When you get into college you have this idea of how it will be. You might imagine that you will study diligently every night in your dorm, and you will hang out in the library with the comforting quiet of the books surrounding you like a blanket. You might envision yourself partying everyday, coming to class hungover and tired, but still skating by on wit and charm. How ever you thought it would be there are fundamental truths about college that persist through the many years of the collegiate institution. It’s not about studying or partying though, it’s about the life you have in college.

The more I think about it the more I realize that school is a lifestyle and working is a completely separate lifestyle. I’m in my senior year and as I think about graduating, it feels like being let out of prison into the population. I’ve served my sentence for 16 years and my time is finally up. As soon as you’re done with your last day of classes the world is completely different than the minute before. You have no responsibility other than to your self. You have been trained for this for a decade and a half. A decade and a half of people telling you what to do, assigning you homework, and expecting things from you. Whether you flounder or fly is up to you, but you have been pushed out of the nest and the reliance on any form of structure you once had has disappeared beneath your feet.
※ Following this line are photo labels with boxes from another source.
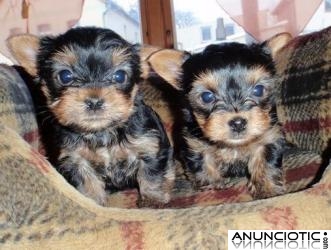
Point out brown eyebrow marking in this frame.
[110,48,130,65]
[193,71,225,91]
[53,46,78,65]
[246,66,271,85]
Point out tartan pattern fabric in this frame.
[0,25,331,249]
[0,64,40,149]
[276,27,331,154]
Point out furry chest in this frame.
[76,137,162,188]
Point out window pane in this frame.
[78,0,142,43]
[0,0,142,64]
[173,0,331,52]
[173,0,246,52]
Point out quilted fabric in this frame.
[277,27,331,155]
[0,25,331,249]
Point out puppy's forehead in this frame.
[52,44,131,66]
[193,65,271,90]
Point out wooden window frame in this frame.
[140,0,175,48]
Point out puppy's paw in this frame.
[248,181,286,200]
[78,183,107,206]
[137,196,169,209]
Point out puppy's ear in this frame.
[7,34,40,76]
[141,46,190,90]
[262,32,292,58]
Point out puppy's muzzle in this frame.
[84,97,105,111]
[228,117,247,133]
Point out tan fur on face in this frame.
[202,107,270,145]
[193,71,226,92]
[111,48,130,66]
[246,66,271,85]
[50,86,137,130]
[53,46,78,66]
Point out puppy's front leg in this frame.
[248,144,285,199]
[58,156,106,205]
[137,152,175,207]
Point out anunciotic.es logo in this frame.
[228,230,331,250]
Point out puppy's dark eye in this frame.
[58,69,74,85]
[201,91,216,103]
[113,70,127,83]
[253,85,264,97]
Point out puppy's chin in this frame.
[49,89,134,132]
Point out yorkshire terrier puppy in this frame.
[150,34,290,198]
[8,27,175,204]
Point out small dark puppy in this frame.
[8,28,175,204]
[150,34,289,198]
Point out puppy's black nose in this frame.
[229,117,247,133]
[85,97,104,111]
I would imagine it’s similar to culture shock. The idea is that when you are introduced to a culture other than your own, their practices and standards are completely disorienting to you and cause you to have social anxiety. How you change from one lifestyle to a completely different lifestyle over the course of a month is the difference between succeeding as an adult and being stuck in your culture shock. Eventually people get out of their shock and acclimate, but until that happens not much progress is made. For whatever profession you chose/choose people will tell you the tips and tricks, how to network, how to succeed. But it doesn’t matter all that much compared to you, and how you are able to progress from one part of your life to the next.